Tidak sedikit yang beranggapan bahwa santri yang belajar di pondok pesantren bisa berbicara dengan lancar menggunakan bahasa asing. Faktanya, sebagian besar santri memang mampu berkomunikasi menggunakan bahasa asing dengan kaidah yang benar. Namun, tak sedikit santri ketika berbicara dalam asing terbilang asbun alias asal bunyi.

Kelompok yang terakhir ini berbicara tanpa memperhatikan aturan tata bahasa. Atau, ketika berbicara dalam bahasa asing, struktur bahasanya campur aduk. Tak jarang, mereka juga keliru dalam penggunaan kosa kata tanpa memahami konteks penggunaannya.

Berdasarkan pengalaman pribadi saya sebagai alumnus Pondok Pesantren Darul Arifin Jambi, pondok pesantren ini juga menerapkan sistem berbahasa asing sebagai sarana komunikasi sehari-hari. Sistem berbahasa asing ini membuat santri bisa berekspresi, mengungkapkan, serta berlatih kemampuan dalan berbahasa asing.

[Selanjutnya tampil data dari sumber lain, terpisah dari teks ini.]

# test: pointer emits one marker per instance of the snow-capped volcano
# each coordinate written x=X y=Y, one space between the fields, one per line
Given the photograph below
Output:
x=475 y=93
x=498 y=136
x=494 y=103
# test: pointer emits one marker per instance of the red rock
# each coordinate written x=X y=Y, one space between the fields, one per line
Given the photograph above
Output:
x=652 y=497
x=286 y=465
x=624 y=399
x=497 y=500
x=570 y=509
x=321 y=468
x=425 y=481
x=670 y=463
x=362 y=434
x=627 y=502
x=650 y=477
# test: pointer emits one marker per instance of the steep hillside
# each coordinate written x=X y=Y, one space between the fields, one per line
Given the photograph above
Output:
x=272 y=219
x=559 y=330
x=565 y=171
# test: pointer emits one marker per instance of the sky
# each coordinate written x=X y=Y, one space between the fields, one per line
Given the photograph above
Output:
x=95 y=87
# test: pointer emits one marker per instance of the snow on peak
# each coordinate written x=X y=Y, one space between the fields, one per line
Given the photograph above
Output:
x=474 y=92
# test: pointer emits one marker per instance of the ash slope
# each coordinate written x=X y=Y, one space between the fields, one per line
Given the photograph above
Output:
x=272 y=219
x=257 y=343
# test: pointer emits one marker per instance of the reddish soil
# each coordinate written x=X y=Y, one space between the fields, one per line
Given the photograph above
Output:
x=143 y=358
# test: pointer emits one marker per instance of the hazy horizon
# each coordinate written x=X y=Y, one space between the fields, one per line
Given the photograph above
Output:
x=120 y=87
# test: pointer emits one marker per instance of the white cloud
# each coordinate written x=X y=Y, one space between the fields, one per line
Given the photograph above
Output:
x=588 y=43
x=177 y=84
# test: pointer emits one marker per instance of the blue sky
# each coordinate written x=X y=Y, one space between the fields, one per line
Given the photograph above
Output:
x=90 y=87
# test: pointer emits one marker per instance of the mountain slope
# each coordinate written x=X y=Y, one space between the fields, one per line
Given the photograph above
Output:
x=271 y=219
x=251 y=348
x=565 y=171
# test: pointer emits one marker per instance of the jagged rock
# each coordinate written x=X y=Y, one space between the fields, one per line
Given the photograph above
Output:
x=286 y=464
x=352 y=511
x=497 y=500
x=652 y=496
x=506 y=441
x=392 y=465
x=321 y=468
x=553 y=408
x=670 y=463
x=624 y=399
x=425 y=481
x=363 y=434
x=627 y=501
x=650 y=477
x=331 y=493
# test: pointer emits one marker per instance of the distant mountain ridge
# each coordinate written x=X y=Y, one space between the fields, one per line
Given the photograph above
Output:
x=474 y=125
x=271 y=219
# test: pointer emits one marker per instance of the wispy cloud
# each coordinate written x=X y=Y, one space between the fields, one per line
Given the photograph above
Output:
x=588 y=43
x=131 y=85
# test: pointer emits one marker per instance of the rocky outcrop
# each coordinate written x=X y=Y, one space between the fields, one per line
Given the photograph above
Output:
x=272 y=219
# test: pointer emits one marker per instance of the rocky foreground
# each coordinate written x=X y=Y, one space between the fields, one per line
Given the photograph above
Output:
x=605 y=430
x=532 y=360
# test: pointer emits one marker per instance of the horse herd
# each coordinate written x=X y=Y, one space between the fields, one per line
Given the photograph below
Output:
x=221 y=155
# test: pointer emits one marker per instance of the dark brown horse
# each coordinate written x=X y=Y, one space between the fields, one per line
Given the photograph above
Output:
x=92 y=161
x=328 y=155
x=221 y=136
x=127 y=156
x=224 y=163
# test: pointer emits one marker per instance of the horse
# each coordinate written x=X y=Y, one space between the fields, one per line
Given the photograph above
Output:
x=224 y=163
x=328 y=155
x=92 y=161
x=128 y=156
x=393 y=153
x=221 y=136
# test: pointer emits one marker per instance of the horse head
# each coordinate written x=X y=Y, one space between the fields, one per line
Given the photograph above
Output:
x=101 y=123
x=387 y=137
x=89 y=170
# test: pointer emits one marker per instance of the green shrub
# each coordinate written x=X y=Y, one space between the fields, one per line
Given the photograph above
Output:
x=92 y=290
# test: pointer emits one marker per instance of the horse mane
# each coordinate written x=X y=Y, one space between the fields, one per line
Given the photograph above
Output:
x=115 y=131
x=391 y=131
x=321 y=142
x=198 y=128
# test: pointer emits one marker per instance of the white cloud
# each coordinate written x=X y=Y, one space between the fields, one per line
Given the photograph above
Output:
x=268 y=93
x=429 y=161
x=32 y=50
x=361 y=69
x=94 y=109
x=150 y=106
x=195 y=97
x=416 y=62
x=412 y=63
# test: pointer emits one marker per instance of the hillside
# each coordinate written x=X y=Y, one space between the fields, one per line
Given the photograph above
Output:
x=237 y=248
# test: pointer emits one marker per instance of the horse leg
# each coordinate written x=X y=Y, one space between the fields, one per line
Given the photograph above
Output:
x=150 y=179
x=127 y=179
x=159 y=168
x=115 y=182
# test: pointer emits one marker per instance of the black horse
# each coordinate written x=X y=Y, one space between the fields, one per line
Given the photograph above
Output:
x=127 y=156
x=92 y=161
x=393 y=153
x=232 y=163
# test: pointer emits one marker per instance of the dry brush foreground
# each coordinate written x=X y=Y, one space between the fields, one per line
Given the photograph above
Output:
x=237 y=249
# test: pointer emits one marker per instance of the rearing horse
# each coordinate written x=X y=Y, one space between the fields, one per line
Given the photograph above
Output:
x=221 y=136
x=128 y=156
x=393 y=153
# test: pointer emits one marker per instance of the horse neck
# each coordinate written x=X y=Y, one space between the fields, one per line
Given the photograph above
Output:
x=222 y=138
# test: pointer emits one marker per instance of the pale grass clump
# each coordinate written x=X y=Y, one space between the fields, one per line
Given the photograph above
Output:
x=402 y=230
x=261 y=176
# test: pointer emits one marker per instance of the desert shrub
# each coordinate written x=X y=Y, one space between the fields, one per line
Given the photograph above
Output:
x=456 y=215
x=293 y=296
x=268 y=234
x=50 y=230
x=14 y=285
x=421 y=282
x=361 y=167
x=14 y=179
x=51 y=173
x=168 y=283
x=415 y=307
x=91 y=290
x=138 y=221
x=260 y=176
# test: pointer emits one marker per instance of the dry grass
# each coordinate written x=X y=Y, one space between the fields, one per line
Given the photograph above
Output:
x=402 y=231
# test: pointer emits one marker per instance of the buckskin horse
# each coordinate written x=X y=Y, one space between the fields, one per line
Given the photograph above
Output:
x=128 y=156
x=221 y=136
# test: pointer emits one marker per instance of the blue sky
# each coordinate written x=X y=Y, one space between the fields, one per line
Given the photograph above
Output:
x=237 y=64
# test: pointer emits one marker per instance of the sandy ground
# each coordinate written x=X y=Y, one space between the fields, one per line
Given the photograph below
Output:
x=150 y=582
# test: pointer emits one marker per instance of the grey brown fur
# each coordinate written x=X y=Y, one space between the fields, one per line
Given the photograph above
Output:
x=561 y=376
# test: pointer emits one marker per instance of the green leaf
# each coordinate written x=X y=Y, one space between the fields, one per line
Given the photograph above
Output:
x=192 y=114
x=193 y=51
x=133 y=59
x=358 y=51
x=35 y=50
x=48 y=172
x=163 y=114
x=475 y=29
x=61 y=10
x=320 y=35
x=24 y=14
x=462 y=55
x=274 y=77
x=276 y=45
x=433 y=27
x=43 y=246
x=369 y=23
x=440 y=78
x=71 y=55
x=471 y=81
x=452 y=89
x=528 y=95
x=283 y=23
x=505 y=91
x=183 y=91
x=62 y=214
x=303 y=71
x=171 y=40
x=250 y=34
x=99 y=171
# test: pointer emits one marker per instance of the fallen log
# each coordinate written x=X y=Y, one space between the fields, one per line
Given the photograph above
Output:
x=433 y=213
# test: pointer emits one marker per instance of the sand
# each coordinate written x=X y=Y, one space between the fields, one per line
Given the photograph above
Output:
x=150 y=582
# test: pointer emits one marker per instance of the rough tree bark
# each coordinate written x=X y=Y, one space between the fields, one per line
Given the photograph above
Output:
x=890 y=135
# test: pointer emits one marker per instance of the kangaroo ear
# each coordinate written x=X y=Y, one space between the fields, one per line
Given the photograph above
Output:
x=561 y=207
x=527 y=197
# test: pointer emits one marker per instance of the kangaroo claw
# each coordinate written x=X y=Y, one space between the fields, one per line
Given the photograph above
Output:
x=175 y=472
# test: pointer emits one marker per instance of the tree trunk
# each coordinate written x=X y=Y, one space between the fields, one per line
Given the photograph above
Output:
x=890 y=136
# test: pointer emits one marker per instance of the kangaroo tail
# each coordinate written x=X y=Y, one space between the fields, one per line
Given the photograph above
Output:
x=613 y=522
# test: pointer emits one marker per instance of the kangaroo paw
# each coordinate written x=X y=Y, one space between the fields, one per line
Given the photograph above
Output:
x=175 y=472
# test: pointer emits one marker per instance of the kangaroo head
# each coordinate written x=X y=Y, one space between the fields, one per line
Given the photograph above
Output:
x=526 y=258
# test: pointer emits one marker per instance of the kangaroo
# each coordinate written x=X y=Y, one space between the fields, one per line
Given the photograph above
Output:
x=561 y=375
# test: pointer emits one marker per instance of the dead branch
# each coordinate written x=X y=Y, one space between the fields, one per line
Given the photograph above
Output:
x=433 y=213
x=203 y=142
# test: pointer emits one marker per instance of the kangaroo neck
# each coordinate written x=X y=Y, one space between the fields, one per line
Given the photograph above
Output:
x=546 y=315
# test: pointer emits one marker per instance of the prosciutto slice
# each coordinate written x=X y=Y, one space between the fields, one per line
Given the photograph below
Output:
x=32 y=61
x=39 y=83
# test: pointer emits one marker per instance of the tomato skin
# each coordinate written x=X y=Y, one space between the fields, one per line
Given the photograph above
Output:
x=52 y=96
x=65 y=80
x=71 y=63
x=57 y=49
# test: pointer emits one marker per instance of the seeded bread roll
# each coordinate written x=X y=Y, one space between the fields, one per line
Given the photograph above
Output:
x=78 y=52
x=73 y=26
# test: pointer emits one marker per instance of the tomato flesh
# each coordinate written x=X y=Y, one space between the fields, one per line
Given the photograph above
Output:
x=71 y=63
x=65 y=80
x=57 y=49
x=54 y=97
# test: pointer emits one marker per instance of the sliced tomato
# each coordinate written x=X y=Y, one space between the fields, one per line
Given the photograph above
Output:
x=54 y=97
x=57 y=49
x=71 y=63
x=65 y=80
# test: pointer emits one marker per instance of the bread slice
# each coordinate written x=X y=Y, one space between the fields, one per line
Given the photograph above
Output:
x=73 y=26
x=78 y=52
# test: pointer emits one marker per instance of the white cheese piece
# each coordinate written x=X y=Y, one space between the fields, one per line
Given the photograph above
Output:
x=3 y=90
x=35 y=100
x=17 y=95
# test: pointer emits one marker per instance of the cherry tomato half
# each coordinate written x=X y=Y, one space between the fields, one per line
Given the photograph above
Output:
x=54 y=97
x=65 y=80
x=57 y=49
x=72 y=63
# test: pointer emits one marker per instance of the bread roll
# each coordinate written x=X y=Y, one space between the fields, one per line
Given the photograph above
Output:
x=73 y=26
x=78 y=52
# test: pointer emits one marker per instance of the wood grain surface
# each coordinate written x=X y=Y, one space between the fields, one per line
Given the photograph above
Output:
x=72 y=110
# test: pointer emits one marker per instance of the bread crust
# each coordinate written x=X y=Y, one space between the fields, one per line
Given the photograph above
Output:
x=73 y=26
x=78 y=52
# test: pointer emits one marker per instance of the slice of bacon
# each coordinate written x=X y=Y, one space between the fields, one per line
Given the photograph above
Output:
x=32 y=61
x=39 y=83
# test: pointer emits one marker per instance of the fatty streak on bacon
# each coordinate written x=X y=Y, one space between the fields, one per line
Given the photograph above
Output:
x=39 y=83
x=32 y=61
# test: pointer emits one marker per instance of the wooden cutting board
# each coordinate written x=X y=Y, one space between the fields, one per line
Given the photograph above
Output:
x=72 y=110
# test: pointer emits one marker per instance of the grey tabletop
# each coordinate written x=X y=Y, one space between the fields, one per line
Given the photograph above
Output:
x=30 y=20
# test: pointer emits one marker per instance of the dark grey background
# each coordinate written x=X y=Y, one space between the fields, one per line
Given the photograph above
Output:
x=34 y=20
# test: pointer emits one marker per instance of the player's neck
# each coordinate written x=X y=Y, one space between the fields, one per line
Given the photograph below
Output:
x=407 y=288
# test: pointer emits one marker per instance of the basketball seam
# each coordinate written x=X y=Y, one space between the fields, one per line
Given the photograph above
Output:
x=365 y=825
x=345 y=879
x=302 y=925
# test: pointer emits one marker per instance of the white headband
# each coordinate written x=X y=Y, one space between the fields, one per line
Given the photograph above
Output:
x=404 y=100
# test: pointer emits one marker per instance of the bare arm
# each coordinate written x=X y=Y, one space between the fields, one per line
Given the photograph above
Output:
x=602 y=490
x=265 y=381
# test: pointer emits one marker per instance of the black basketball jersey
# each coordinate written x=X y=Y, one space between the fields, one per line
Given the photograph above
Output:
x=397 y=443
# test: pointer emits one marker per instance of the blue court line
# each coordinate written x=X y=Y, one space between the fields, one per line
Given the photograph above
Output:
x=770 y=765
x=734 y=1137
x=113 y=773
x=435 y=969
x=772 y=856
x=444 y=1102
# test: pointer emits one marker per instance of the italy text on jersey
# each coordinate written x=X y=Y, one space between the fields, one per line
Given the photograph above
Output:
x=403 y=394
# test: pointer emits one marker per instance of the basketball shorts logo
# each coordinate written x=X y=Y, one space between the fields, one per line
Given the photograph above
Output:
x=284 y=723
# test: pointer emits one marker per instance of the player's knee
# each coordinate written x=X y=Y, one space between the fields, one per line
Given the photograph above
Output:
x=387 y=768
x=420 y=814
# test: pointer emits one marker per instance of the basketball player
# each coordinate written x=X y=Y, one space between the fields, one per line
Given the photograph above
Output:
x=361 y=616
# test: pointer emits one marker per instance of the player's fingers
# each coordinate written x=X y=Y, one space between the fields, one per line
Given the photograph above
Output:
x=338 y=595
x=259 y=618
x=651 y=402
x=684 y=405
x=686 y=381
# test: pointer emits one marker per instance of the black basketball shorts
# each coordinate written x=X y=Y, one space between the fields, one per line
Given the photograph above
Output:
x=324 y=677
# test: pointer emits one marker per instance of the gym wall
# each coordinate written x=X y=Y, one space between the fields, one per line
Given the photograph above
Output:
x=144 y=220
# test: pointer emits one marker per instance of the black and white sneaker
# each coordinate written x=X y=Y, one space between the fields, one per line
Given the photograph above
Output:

Namun, perlu juga digarisbawahi bahwa santri yang bisa memakai bahasa asing dengan kaidah yang benar belum terbilang banyak. Sebagian besar dari mereka cenderung menggunakan bahasa asing yang “di-indonesiakan.”

Sebagai contoh, pertanyaan dalam bahasa Indonesia “Apakah kamu sudah makan?” diterjemahkan dalam bahasa Inggris menjadi “Are you finish eat?” dan jika disalin ke dalam bahasa Arab menjadi “Hal anti/anta kholash ta’kul?”

Hal seperti ini juga sering terjadi di beberapa pesantren lainnya. Berdasarkan hasil wawancara yang saya lakukan dengan beberapa narasumber dari alumni Pondok Pesantren Gontor, La Tansa, dan Daar el-Qolam, mereka juga menggunakan bahasa asing sebagai sarana utama komunikasi sehari-hari. Mereka juga mengakui bahwa meskipun banyak santri yang dapat berbicara dengan lancar menggunakan bahasa Inggris dan Arab, namun sering terdapat kesalahan dalam gramatika atau tata bahasa.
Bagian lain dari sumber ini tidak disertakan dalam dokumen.